It contains brackets (‘[‘ and ‘]’), which I will explain now.  Brackets in Stu mean that a file (in this case ‘LANGS’) should be built, and then its contents inserted as a replacement for the brackets.  In this case, since the file ‘LANGS’ contains multiple names (all the language codes), the filename ‘data-clean.[LANGS].txt’ will be replaced multiple times, each time with ‘[LANGS]’ replaced by a single language code.  As a result, the target ‘@all’ will have as dependencies all files of the form ‘data-clean.$lang.txt’, where $lang is a language code taken from the file ‘LANGS’.

Finally the symbol ‘@’ is used to denote a so-called transient target, i.e. a target that is not a file, but is simply represented as a symbol in Stu.  Since the target @all is not a file, there is no command to build it, and therefore we simply use ‘;’ instead of a command.

Comparison with Make

Readers who know the tool Make will now draw comparisons to it. If Stu was just a rehash of Make, then I would not have written it, so what are the differences?  In short, these are the three core features of Stu:

  • Parametrized rules:  Like $lang in the example, any rule can be parametrized.  This can be partially achieved in some implementations of Make (such as GNU Make) by using the ‘%’ symbol. But crucially, this does not allow to use multiple parameters. In the KONECT project, we use up to four parameters in very reasonable use-cases.
  • Dynamic dependencies: These are written using brackets (‘[‘ and ‘]’) and have the meaning that the dependency file is first built itself, and then its contents are parsed for more dependencies.
  • Concatenation: I haven’t mentioned concatenation yet, but we have used it in the example.  Simply by writing ‘data-clean.[LANGS].txt’, the string ‘data-clean.’ will be prepended to all names in ‘LANGS’, and ‘.txt’ will be appended to them.

These are the three core features of Stu, which set it apart from virtually all other such tools. In fact, I initally wrote Stu in order to have the first two features available. The third feature came to me later, and since I implemented it in Stu 2.5, it now feels second nature to use it.  As a general rule, the three features interact beautifully to give very concise and easy to understand scripts.  This is the raison d’être of Stu.

Comparison with Other Build Tools

There are many build tools in existence, and some of the features of Stu can be found in other such tools.  The combination of the three core features is however unique.  In fact, I have been using Make and Make replacements for years, for KONECT and other projects, always looking for possibilities to express complex dependencies that arise in data mining projects nicely.  Finally, I started writing Stu because no tool was adequate.  In short, almost all Make replacements fail for me because (1) they are specific to a certain programming language, and (2) they are specific to the task of software building.  For data mining projects, this is not adequate.  For those tools that are generic enough, they do not implement the three core features.

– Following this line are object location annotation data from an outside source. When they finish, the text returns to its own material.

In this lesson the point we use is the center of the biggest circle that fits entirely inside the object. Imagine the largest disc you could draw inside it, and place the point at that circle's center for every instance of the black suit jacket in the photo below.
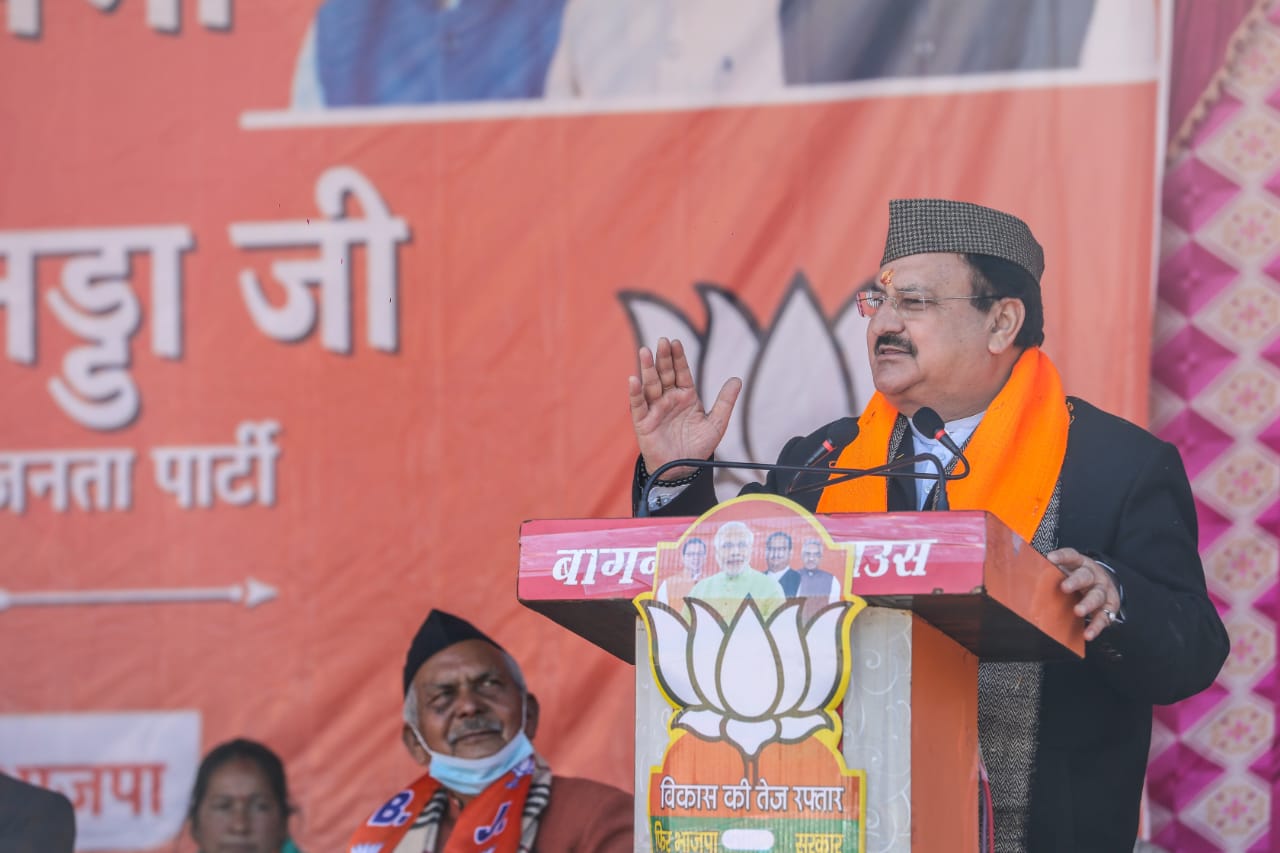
(1127, 501)
(35, 820)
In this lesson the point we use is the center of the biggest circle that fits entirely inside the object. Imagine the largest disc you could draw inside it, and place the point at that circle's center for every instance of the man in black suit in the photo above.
(955, 324)
(35, 820)
(777, 562)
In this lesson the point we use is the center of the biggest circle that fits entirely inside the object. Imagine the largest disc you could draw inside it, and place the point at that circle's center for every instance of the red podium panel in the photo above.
(946, 591)
(965, 573)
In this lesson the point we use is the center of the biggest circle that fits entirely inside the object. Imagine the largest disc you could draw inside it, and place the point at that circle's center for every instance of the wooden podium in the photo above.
(944, 591)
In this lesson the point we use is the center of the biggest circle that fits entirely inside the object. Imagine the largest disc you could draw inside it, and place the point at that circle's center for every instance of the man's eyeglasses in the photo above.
(906, 305)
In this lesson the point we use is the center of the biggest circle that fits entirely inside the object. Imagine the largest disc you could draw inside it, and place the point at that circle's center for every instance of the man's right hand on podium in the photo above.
(667, 413)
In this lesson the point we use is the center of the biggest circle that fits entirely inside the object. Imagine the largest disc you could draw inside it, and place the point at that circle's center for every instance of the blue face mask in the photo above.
(469, 776)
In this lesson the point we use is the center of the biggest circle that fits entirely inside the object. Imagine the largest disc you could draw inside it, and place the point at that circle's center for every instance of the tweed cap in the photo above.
(438, 632)
(919, 226)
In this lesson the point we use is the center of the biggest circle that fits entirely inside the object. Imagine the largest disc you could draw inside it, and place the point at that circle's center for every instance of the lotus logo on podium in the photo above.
(753, 758)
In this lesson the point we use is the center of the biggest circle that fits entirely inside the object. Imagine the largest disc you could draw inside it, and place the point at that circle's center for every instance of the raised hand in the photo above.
(667, 413)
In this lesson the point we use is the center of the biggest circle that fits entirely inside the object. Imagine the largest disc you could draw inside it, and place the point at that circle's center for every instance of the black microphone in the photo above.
(929, 423)
(840, 434)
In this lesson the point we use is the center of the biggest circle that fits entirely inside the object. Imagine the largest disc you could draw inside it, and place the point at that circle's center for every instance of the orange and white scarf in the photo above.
(1015, 455)
(502, 819)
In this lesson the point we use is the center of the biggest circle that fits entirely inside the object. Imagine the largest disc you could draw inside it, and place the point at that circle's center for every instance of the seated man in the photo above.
(955, 324)
(469, 719)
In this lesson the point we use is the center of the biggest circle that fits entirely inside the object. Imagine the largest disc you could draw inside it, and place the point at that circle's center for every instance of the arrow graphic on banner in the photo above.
(251, 593)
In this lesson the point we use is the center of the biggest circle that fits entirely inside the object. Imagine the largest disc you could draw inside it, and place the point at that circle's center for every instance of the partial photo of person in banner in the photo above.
(369, 53)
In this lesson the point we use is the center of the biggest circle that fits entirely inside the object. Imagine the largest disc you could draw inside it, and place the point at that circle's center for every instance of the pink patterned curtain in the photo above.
(1216, 395)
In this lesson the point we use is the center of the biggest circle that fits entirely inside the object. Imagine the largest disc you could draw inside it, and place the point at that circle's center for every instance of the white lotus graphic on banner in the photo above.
(752, 682)
(800, 373)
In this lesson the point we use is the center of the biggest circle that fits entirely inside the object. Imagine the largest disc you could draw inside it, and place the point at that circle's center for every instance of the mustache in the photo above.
(474, 725)
(895, 341)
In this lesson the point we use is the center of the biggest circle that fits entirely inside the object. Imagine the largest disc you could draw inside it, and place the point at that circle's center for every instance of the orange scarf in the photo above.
(1015, 454)
(490, 822)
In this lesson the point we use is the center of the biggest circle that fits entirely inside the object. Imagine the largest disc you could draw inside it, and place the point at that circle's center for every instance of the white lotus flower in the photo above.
(749, 683)
(800, 373)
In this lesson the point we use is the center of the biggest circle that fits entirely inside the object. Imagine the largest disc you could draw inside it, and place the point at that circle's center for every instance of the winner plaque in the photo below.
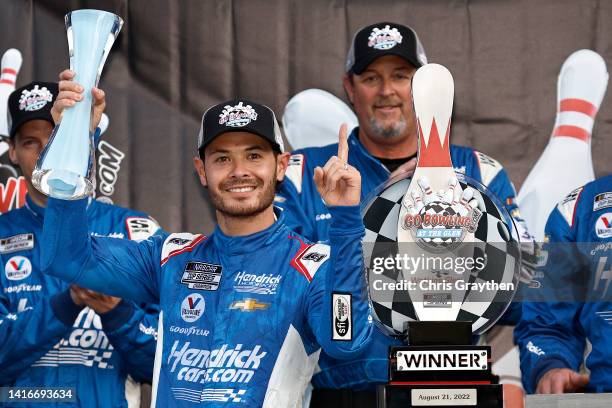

By the way, I have been using the Cook tool by the late Peter Miller for years.  Among all Make replacements, it is probably the one that comes closest to Stu.

Stu inherits the tradition of Make replacements having cooking-related names (brew, chef, cook, etc.), and at the same time honors the author and inventor of the original UNIX Make, Stuart Feldman.

Design Considerations

The design considerations of Stu are:

  • Genericity: In many projects, the same rule has to be executed over and over again with varying parameters. This is particularly true in data mining / data science / machine learning and related areas, but also applies to simply compiling programs with varying compiler options, etc. Being able to do this using a clean syntax and friendly semantics is the main motivation of Stu, and where virtually all other
    Make replacements fail. Most Make replacement force the user to write loops or similar constructs.
  • Generality: Don’t focus on a particular use case such as compilation, but be a generic build tool. There are no built-in rules for compilation or other specific applications. Instead, allow use case-specific rules to be written in the Stu language itself.  Most Make replacement tools instead focus on one specific use-case (almost
    always compilation), making them unsuitable for general use.
  • Files are the central datatype. Everything is a file. You can think of Stu as “a declarative programming language in which all variables are files.” For instance, Stu has no variables like Make; instead, files are used. Other Make replacements are even worse than Make in this regard, and allow any variable in whatever programming language they are using. Stu is based on the UNIX principle that any persistent object should have a name in the file system – “everything is a file.”
  • Scalability: Assume that projects are so large that you can’t just clean and rebuild everything if there are build inconsistencies.  Files are sacred; never make the user delete files in order to rebuild things.
  • Simplicity: Do one thing well. We don’t include features such as file compression that can be achieved by other tools from within shell commands. List of files and dependencies are themselves targets that are built using shell commands, and therefore any external software can be used to define them, without any special support needed from Stu. Too many Make replacements try to “avoid the shell” and include every transformation possible into the tool, effectively amassing dozens of unnecessary dependencies, and creating an ad-hoc language much less well-defined, and let alone portable, than the shell.
  • Debuggability: Like programs written in any programming language, Stu scripts will contain errors. Stu makes it easy to detect and correct errors by having much better error messages than Make. This is achieved by (1) having a proper syntax based on tokenization (rather than Make’s text replacement rules), and (2) having “compiler-grade” error messages, showing not only what went wrong, but how Stu got there. Anyone who has ever wondered why a certain Make rule was executed (or not) will know the value of this.
  • Portability: Embrace POSIX as an underlying standard. Use the shell as the underlying command interpreter. Don’t try to create a purportedly portable layer on top of it, as POSIX already is a portability layer. Also, don’t try to create a new portable language for executing commands, as /bin/sh already is one. Furthermore, don’t use fancy libraries or hip programming languages. Stu is written in plain C++11 with only standard libraries. Many other Make replacements are based on specific programming languages as their “base standard”, effectively limiting their use to that language, and thus preventing projects to use multiple programming languages. Others even do worse and create their own mini-language, invariably less portable and more buggy than the shell.
  • Reliability: Stu has extensive unit test coverage, with more than 1,000 tests. All published versions pass 100% of these tests. All language features and error paths are unit tested.
  • Stability: We follow Semantic Versioning in order to provide syntax and semantics that are stable over time.  Stu files written now will still work in the future.
  • Familiarity: Stu follows the conventions of Make and of the shell as much as possible, to make it easier to make the switch from Make to Stu. For instance, the options -j and -k work like in Make. Also, Stu source can be edited with syntax highlighting for the shell, as the syntaxes are very similar.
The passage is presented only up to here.